KOMPAS.com – Aktivis perempuan dan perlindungan anak, Fahira Idris, mengungkapkan harapannya agar pelaku kekerasan seksual terhadap belasan anak di Panti Asuhan Darussalam An-Nur, Kecamatan Pinang, Kota Tangerang, Banten, dijatuhi hukuman tambahan berupa kebiri kimia selain hukuman pidana yang berat.
“Selain menghukum pidana seberat-beratnya, hakim harus menjatuhkan hukuman tambahan kebiri kimia, sesuai dengan undang-undang (UU) perlindungan anak,” ucap Fahira yang juga anggota Dewan Perwakilan Daerah (DPD) Republik Indonesia (RI) daerah pemilihan (dapil) DKI Jakarta dalam siaran pers yang diterima oleh Kompas.com, Rabu (16/10/2024).
Untuk diketahui, belasan anak di Panti Asuhan Darussalam An-Nur diduga telah mengalami kekerasan seksual oleh pengurus dan pemilik panti asuhan tersebut.
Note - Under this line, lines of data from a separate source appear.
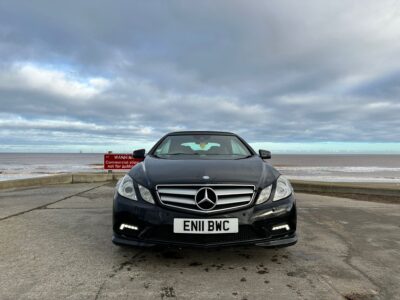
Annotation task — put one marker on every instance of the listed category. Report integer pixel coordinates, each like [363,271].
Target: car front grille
[187,197]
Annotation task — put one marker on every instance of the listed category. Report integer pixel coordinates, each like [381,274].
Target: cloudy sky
[291,76]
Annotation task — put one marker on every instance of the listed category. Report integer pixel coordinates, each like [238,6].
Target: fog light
[279,227]
[123,226]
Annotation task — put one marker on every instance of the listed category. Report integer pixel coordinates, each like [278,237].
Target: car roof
[200,132]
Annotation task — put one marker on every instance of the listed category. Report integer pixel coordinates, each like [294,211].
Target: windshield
[202,147]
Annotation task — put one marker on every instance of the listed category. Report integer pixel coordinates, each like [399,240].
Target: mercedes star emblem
[206,198]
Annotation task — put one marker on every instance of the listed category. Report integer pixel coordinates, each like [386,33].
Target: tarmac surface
[55,243]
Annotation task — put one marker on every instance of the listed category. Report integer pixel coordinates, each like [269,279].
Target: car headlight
[283,189]
[146,194]
[126,188]
[264,195]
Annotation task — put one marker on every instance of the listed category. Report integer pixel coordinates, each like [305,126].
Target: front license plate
[206,226]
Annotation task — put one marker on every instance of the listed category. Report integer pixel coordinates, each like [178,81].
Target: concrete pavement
[55,243]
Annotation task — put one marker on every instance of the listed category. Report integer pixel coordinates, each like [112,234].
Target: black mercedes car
[203,188]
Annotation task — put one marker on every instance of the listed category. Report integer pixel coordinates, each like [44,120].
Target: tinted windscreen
[202,146]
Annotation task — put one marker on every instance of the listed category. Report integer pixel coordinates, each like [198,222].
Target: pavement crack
[100,289]
[51,203]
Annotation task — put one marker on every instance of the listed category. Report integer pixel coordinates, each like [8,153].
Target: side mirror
[264,154]
[139,154]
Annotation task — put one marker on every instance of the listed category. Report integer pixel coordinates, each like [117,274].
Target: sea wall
[363,191]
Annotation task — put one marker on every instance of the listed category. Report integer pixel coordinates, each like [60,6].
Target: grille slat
[183,191]
[232,200]
[230,196]
[178,200]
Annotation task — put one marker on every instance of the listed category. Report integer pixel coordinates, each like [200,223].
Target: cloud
[279,71]
[28,76]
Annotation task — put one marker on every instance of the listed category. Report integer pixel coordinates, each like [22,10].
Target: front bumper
[154,225]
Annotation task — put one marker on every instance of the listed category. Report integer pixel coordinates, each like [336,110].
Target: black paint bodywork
[155,221]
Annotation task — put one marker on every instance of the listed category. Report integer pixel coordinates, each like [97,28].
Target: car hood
[253,170]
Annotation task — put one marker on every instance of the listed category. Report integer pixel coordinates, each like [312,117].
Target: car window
[202,146]
[199,146]
[237,148]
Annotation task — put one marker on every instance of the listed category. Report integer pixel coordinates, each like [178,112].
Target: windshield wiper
[180,153]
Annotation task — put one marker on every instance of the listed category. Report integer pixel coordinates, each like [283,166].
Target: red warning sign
[119,161]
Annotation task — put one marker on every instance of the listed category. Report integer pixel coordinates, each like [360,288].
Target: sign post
[119,161]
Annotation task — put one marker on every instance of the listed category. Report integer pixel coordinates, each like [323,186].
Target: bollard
[109,171]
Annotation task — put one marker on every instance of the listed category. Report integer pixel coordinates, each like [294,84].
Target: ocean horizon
[313,167]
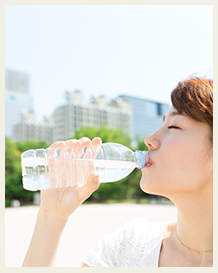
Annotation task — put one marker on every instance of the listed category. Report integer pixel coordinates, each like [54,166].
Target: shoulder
[127,245]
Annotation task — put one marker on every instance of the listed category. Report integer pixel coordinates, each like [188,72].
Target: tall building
[75,114]
[17,97]
[147,116]
[29,129]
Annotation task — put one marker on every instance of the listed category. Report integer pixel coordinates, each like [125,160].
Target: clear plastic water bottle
[56,168]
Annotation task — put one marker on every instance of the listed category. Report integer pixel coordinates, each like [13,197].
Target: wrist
[52,217]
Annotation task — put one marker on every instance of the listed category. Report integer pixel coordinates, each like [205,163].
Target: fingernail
[95,177]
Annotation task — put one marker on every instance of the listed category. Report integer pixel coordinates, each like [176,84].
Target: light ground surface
[84,228]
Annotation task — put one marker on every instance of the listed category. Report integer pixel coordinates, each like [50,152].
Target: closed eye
[173,127]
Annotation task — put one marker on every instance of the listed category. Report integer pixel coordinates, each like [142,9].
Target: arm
[45,241]
[55,207]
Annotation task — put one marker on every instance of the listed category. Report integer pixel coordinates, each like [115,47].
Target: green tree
[31,144]
[105,133]
[13,178]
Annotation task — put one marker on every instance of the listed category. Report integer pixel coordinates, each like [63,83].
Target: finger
[86,190]
[57,144]
[96,141]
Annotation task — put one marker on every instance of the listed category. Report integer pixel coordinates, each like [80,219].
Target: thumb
[91,185]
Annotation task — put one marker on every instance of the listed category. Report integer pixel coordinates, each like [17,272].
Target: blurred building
[75,114]
[29,129]
[17,97]
[147,116]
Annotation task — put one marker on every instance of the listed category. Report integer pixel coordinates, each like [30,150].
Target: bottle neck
[141,158]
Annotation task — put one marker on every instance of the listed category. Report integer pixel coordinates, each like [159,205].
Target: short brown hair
[194,97]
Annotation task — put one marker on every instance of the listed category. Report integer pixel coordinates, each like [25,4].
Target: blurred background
[107,71]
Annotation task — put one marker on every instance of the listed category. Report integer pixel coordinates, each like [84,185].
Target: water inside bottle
[68,172]
[113,170]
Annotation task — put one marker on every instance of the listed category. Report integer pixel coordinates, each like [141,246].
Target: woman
[181,169]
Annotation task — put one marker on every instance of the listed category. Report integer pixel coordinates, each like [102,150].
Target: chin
[151,187]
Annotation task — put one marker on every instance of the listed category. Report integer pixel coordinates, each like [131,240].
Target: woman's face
[181,157]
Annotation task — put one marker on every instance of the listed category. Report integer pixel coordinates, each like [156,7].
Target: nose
[152,141]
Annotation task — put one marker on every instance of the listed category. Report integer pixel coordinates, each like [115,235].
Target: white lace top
[136,244]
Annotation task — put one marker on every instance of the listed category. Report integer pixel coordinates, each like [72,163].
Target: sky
[137,50]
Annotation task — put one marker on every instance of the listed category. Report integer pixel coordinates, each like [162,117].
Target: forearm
[45,241]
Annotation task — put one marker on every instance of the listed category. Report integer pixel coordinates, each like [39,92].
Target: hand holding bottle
[64,201]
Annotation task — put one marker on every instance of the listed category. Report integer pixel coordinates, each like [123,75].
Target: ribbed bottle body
[51,168]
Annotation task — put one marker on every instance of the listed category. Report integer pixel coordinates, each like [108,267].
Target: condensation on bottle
[57,168]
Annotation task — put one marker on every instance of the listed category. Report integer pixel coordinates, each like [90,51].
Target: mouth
[148,164]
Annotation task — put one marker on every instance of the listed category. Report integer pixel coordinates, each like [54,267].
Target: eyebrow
[175,113]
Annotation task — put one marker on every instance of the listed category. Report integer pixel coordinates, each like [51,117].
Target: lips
[149,163]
Kekerasan ini diduga sudah terjadi selama 18 tahun, dan jumlah korban kemungkinan besar akan bertambah.
Fahira menjelaskan bahwa para pelaku kekerasan seksual tersebut sudah masuk dalam kategori predator, mengingat korbannya lebih dari satu, serta tindakan tersebut dilakukan secara berulang dalam jangka waktu yang panjang.
Baca juga: Predator Seksual Anak yang Bersembunyi di Balik Topeng Pendidik...
“Para predator telah memanfaatkan kelemahan anak-anak untuk menjalankan aksi biadabnya. Itulah kenapa kejahatan seksual kepada anak-anak dikategorikan kejahatan luar biasa,” ujarnya.
“Predator seperti ini tidak layak dan tidak boleh lagi ada di lingkungan masyarakat. Mereka harus dipenjara selama-lamanya. Sekali lagi, ini adalah kejahatan luar biasa,” tutur Fahira.
Ia menegaskan bahwa konsekuensi dari mengkategorikan kekerasan seksual terhadap anak sebagai kejahatan luar biasa adalah adanya kepastian sanksi hukuman maksimal bagi para predator anak.
Sanksi tersebut mencakup hukuman mati, seumur hidup, dan hukuman tambahan kebiri kimia.
Baca juga: Jaksa Ungkap Alasan IS Dituntut Hukuman Mati Terkait Pembunuhan dan Pemerkosaan Siswi SMP
Sebagai informasi, sanksi pidana berat, termasuk kebiri kimia bagi predator anak, sudah diatur dalam UU tentang Penetapan Peraturan Pemerintah Pengganti Undang-undang (Perppu) Nomor 1 Tahun 2016 tentang Perubahan Kedua atas UU Nomor 23 Tahun 2002 tentang Perlindungan.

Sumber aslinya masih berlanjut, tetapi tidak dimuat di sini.